Several Victorian councils have noticed some increasingly aggressive tactics from Woolworths in recent years, which makes the hard line against pokies reform easier to understand.
But how are councillors to reconcile such tactics with this speech delivered by new Woolies CEO Grant O'Brien in front of 900 local government delegates in Canberra three months ago?
O'Brien's predecessor Michael Luscombe only finally shuffled out the door on September 30, so maybe it is taking his successor a little time to put a different stamp on the business that has the fattest profit margins of any grocery retailer in the world.
Then again, the hard-line position of the Woolies board is probably more a reflection of chairman James Strong, who is also one of the Qantas directors happily going to war with his own workforce at the moment.
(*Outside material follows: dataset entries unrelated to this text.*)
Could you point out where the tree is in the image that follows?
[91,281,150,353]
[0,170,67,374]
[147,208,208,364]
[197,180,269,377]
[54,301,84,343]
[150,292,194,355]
Politicians from all three tiers of government and right across the political divide have been lining up to slam Woolies in Manningham for its Supreme Court litigation to prevent a rival supermarket opening on council-owned land in East Doncaster after the Safeway supermarket was converted into a Dan Murphy's grog shop.
This litigation is listed for a three-day slugfest next month and has already cost Manningham ratepayers well over $100,000.
In a totally unrelated development, Manningham councillors have also resolved to debate the introduction of a special rating charge on commercial pokies venues in the 2012-13 financial year.
Woolworths and its billionaire pokies partner Bruce Mathieson control more than 80% of the $60 million-plus a year lost on the pokies in Manningham.
And with a market capitalisation of $30 billion, they can well afford to pay a bit more.
Stephen Mayne is a councillor in the City of Manningham and was not paid for this contribution.